Our team of professionals are well versed in emergency care, acute treatment, and long-term reconstruction and rehabilitation, not just for physical reasons, but for emotional ones as well. Injuries to the face, gives a high degree of emotional and physical trauma to patients. The science and art of treating such injuries requires special training involving hands on experience and an understanding of how the treatment provided will influence the patient’s long-term function and appearance.
» Facial lacerations
» Avulsed (knocked out) teeth
» Intraoral lacerations
» Fractured jaws (upper and lower jaw)
» Fractured facial bones (cheek, nose, or eye socket)
There are a number of possible causes of facial trauma, such as sports injuries, motor vehicle accidents, accidental falls, road accidents, interpersonal violence, and work-related injuries. Types of facial injuries can range from injuries to teeth to extremely severe injuries to the skin and bones of the face. Typically, facial injuries are classified as soft tissue injuries (skin and gums), bone injuries (fractures), or injuries to special regions (such as the eyes, facial nerves, or the salivary glands).
When soft tissue injuries, such as lacerations, occur on the face they are repaired by suturing. In addition to the obvious concern of providing a repair that yields the best cosmetic result possible, care is taken to inspect for and treat injuries to structures such as facial nerves, salivary glands, and salivary ducts.
Facial fractures could be of many types from small to severe. Fractures to the bones in the face are treated in a similar manner to fractures in other parts of the body. The specific form of treatment is determined by various factors, which include the location of the fracture, the severity of the fracture, and the age and general health of the patient. When any other part is fractured a cast is often applied to stabilize the bone to allow for proper healing. Since a cast cannot be placed on the face, so there are other ways to stabilise the same.
There are many options and one of these options involves wiring the jaws together for certain fractures of the upper and/or lower jaw. Certain other types of fractures of the jaw are best treated and stabilized by the surgical placement of small plates and screws in affected part. This technique of treatment can often allow for healing and eliminates the necessity of having the jaws wired together. This technique is called rigid fixation of a fractured part.

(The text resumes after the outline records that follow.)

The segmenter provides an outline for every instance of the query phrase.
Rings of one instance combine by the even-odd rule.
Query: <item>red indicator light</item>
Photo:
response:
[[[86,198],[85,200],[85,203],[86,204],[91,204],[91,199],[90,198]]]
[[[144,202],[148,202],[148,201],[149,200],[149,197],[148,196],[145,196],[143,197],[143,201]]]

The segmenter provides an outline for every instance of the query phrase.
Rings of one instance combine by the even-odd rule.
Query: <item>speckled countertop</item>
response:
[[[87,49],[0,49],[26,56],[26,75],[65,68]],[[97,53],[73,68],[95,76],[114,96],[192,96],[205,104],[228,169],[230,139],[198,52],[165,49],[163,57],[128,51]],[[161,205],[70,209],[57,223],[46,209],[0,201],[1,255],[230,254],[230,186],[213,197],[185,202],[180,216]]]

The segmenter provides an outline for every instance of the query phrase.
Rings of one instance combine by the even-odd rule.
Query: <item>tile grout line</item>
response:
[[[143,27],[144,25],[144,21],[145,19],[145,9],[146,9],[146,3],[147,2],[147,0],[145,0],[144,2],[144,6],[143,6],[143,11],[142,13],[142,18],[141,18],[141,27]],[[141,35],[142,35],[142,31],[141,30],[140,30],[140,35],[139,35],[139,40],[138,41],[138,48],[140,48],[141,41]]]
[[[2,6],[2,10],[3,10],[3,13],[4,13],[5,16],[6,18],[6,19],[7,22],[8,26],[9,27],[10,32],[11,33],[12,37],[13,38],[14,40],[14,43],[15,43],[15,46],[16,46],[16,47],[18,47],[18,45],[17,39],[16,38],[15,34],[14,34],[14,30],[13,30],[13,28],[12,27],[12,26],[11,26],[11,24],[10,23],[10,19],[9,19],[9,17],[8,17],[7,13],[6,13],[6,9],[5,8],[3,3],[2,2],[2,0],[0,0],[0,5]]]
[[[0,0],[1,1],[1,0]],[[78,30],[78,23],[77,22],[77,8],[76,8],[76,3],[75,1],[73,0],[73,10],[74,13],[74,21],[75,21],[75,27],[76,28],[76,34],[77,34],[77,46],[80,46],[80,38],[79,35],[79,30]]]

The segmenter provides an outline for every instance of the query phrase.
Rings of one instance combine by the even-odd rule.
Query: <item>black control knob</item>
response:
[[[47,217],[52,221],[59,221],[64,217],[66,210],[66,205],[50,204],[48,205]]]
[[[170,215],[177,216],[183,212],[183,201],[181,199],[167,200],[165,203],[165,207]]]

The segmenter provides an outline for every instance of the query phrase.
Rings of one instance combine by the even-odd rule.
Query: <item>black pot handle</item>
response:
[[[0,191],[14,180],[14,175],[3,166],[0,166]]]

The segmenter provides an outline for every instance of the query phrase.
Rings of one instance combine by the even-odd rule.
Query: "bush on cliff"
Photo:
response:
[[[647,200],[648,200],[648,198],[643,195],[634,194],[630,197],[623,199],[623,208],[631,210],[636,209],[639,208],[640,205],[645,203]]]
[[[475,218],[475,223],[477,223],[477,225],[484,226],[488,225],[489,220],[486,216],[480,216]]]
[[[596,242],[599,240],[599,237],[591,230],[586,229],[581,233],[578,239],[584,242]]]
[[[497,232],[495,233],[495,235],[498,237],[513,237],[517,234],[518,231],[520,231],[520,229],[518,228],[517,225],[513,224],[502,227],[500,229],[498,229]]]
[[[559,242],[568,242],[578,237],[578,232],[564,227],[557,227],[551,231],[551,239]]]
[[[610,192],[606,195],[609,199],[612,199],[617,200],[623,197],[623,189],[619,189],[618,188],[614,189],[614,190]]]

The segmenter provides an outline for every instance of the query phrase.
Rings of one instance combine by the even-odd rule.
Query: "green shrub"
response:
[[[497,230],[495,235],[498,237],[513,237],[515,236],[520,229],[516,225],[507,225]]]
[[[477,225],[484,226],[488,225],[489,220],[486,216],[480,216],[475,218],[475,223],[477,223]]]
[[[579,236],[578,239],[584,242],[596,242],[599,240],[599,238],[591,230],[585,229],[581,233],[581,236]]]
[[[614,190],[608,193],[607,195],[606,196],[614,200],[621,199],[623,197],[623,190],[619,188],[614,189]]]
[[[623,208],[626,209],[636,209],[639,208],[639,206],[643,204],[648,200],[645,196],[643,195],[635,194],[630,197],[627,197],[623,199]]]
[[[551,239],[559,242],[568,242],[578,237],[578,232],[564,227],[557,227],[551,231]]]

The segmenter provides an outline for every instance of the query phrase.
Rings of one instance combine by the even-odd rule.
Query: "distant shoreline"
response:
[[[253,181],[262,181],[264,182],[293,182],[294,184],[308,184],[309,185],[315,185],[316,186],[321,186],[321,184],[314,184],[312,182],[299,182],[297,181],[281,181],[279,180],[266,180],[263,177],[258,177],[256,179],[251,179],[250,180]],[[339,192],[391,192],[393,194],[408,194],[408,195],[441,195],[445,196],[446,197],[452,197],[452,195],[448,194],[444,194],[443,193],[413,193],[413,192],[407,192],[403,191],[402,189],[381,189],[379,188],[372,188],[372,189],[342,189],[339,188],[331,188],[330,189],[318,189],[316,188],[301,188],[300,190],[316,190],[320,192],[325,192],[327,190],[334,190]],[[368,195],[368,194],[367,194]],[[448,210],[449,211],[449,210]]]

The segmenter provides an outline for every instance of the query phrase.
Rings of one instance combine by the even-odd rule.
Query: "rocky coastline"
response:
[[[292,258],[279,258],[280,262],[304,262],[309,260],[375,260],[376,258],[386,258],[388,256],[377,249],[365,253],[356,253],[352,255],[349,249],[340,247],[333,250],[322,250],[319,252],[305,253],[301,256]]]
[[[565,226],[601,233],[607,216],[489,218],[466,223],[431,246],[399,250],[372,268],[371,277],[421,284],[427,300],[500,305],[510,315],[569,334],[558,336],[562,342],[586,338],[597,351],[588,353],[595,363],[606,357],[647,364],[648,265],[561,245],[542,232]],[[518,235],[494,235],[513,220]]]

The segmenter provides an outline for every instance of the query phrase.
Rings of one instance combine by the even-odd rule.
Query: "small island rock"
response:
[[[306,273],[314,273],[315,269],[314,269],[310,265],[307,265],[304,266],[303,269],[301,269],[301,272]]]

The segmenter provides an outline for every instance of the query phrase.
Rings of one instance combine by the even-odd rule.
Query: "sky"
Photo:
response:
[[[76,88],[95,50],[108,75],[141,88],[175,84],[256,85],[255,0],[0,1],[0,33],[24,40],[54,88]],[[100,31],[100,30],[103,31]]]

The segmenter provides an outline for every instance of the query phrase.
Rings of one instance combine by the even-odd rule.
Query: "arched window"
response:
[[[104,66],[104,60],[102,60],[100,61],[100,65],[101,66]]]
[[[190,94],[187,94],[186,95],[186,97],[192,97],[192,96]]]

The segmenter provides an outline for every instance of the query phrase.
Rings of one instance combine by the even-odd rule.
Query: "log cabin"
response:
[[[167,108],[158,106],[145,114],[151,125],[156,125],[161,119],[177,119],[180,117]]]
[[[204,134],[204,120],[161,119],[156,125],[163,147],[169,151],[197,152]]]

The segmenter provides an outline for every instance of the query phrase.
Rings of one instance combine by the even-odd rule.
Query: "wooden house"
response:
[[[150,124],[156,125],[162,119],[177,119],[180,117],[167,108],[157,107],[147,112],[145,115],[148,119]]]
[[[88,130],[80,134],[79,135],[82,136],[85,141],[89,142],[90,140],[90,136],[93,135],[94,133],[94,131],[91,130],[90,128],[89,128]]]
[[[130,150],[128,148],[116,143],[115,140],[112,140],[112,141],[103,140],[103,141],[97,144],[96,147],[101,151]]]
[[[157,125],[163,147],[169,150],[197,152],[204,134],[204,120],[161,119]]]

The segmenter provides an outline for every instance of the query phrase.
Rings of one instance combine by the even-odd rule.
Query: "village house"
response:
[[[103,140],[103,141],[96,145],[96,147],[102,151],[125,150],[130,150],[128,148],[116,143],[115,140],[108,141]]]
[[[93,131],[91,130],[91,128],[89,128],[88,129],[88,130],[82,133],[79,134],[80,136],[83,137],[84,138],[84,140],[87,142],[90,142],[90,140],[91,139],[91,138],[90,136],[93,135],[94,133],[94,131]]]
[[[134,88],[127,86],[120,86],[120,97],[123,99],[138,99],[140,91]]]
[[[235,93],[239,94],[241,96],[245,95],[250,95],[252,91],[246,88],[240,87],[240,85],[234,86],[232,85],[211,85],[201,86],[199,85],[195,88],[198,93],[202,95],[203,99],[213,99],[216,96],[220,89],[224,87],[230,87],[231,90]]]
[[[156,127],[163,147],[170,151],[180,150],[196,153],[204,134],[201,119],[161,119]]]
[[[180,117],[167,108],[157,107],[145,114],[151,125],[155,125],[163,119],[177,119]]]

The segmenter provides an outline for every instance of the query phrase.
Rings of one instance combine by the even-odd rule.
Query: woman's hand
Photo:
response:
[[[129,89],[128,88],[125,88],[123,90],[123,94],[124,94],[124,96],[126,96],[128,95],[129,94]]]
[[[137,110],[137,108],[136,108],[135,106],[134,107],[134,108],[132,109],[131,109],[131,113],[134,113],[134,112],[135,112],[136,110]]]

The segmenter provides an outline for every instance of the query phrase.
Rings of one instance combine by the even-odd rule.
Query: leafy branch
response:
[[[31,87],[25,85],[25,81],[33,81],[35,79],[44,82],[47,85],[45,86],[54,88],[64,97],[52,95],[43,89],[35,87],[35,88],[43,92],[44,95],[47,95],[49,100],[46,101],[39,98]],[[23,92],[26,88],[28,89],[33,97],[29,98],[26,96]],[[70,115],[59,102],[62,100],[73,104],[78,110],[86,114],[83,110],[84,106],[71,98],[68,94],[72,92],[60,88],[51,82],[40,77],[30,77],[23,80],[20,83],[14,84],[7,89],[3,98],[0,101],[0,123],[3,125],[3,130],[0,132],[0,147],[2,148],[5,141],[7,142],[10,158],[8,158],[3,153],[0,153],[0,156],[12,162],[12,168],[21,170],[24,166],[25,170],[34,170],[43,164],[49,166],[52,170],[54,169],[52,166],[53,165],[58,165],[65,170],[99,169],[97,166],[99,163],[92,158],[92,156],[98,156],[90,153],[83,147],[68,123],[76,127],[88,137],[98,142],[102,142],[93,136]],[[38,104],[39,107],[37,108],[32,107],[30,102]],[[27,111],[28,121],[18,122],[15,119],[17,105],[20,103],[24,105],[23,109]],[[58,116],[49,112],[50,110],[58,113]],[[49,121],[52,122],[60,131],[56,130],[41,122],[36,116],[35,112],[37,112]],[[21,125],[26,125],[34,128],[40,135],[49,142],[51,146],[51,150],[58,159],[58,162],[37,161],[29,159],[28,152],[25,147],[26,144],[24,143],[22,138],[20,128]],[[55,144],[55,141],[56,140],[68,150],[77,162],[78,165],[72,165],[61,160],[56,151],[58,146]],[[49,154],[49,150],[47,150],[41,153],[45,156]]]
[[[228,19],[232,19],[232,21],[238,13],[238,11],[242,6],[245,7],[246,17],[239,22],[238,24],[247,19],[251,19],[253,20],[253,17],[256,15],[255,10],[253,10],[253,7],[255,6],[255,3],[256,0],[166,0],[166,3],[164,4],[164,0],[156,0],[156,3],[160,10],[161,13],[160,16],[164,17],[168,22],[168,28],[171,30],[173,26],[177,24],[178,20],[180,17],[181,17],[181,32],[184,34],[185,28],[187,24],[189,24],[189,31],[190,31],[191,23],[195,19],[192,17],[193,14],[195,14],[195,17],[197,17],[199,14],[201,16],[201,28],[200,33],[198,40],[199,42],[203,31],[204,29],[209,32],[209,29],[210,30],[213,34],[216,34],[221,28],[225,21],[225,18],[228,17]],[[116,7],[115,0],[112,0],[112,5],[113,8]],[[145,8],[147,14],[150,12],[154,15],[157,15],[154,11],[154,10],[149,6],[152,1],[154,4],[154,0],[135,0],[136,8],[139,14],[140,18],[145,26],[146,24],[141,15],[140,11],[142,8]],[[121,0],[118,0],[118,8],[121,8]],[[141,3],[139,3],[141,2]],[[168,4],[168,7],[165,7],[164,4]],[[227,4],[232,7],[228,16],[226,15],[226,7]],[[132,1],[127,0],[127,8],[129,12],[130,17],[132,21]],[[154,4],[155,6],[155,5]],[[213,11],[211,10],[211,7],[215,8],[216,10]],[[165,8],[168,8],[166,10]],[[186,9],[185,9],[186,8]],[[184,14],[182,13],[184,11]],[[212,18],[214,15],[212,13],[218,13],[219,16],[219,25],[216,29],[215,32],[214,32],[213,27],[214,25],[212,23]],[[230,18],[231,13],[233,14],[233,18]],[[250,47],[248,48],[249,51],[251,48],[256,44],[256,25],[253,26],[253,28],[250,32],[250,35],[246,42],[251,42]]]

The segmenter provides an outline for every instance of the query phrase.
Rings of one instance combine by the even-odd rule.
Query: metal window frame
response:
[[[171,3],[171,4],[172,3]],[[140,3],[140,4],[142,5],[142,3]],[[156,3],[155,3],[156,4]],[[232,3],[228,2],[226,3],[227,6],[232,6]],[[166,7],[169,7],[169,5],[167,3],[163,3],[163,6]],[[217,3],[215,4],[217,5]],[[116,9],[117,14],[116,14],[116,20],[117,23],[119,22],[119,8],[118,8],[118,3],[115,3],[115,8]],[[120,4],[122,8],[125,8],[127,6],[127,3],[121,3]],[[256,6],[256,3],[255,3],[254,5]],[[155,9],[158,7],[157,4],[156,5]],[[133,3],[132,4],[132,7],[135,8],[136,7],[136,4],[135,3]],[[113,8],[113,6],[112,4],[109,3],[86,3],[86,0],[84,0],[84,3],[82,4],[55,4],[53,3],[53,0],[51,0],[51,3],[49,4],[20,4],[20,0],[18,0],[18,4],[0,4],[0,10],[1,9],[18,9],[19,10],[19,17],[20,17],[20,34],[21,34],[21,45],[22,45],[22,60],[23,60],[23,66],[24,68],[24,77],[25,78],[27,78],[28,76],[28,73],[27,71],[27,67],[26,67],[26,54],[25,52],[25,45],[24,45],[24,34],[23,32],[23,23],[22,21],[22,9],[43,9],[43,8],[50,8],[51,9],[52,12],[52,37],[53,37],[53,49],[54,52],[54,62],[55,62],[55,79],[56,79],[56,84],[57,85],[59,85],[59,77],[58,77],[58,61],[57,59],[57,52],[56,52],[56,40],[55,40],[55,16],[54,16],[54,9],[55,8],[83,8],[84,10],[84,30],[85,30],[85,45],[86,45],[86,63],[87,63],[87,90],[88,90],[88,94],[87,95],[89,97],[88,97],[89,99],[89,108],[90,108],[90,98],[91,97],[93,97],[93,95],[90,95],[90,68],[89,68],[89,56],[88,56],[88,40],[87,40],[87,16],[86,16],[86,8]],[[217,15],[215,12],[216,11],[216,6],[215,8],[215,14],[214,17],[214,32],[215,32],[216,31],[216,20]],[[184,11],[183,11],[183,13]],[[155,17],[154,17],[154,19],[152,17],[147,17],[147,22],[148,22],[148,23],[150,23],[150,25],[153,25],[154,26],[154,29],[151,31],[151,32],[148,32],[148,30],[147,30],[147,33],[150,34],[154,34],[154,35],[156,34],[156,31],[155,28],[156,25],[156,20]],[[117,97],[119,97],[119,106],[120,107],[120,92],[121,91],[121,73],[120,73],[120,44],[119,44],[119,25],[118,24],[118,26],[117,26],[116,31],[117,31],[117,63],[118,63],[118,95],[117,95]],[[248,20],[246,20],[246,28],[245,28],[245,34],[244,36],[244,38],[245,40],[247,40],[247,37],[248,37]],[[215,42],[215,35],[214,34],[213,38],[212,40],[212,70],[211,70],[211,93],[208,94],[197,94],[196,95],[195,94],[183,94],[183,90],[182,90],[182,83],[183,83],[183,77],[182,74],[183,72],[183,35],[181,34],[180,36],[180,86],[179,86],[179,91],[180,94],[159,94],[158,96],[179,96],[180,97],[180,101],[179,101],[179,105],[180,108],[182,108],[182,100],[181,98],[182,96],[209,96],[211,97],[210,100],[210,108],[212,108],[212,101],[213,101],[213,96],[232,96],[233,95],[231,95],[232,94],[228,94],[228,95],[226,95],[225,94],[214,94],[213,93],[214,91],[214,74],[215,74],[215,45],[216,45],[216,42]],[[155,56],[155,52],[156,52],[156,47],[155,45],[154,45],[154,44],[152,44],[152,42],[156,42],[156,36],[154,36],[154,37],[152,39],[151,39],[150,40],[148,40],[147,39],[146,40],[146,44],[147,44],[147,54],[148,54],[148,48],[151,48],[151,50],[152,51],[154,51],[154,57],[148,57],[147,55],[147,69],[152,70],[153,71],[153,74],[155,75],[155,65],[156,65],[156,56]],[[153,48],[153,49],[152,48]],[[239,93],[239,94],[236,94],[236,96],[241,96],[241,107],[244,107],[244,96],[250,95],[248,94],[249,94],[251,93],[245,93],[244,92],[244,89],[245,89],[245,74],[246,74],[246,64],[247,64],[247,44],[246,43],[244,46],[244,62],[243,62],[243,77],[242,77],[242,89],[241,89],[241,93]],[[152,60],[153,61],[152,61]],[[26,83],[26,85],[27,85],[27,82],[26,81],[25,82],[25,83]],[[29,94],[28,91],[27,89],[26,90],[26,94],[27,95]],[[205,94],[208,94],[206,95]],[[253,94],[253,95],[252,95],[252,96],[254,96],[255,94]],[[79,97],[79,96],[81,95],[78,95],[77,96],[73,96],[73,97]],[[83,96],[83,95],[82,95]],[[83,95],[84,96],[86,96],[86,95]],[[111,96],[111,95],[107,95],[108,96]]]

The treatment of facial fractures should be accomplished in a thorough and predictable manner. More importantly, the patient’s facial appearance should be minimally affected and we are very much concerned for this. To proceed with the surgery it is important to make some incisions to access the affected bones and other parts.
Injuries to teeth are quite common and may require the expertise of various dental specialists. Oral & Maxillofacial surgeons usually are involved in treating fractures in the supporting bone, or in replanting teeth that have been displaced or knocked out. These types of injuries are treated by one of a number of forms of splinting (stabilizing by wiring). If a tooth is knocked out it should be placed in salt water or milk. The sooner the tooth is re-inserted into the dental socket the better chance it will survive. Therefore, the patient should see a dentist or oral surgeon as soon as possible. One should never attempt to wipe the tooth off, since remnants of the ligament that hold the tooth in the jaw are attached and are vital to the success of replanting the tooth. Other dental specialists may be called upon, such as endodontists, who may be asked to perform root canal therapy, and/or restorative dentists, who may need to repair or rebuild fractured teeth. In case, if the injured teeth are not saved, dental implants are often used as replacements for missing teeth.